In memoriam: The first of many Tennessee Valley Authority coal plants
In memoriam: The first of many Tennessee Valley Authority coal plants
Last week, the Tennessee Valley Authority announced that it plans to retire eight coal-fired generators. The TVA says more closures could come, and this announcement follows the closures of older coal-fired plants by other electric utilities. So, to what extent is coal actually fading away as an energy source?
Vlad Dorjets is an economist at the United States Energy Information Administration. When utilities retire power plants — or make plans to — they file a report with the agency, and he crunches the numbers. He says that of the 1,400 coal-fired generators that existed in 2008, almost 400 will be gone by 2017.

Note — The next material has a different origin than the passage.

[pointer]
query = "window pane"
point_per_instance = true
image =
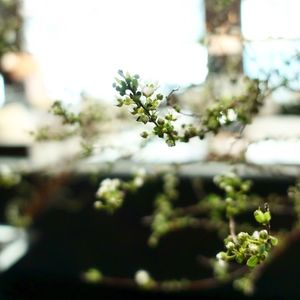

But his models that look past 2017 don’t show the trend continuing very far. Most of the generators going away now are old — built before 1960. “Basically everything that’s going to retire, will retire in the next couple years,” he says. “And then you’ve got a pretty steady fleet.”
Even so, by 2020 he estimates that generating capacity from coal will be about 15 percent lower than it was in 2008. That’s about half the reduction the Sierra Club would like to see, but it’s still a big chunk.
So, what’s taking the place of that coal? “Shale gas, and renewables to a lesser extent,” says Marty Rosenberg editor-in-chief of Energy Biz Magazine.
He thinks shale gas looks like a reliable source for some time to come. But, he says, there’s no such thing as a sure thing. “You say it’s a hundred-year supply for sure — then, sure enough in two, three years, something will happen.”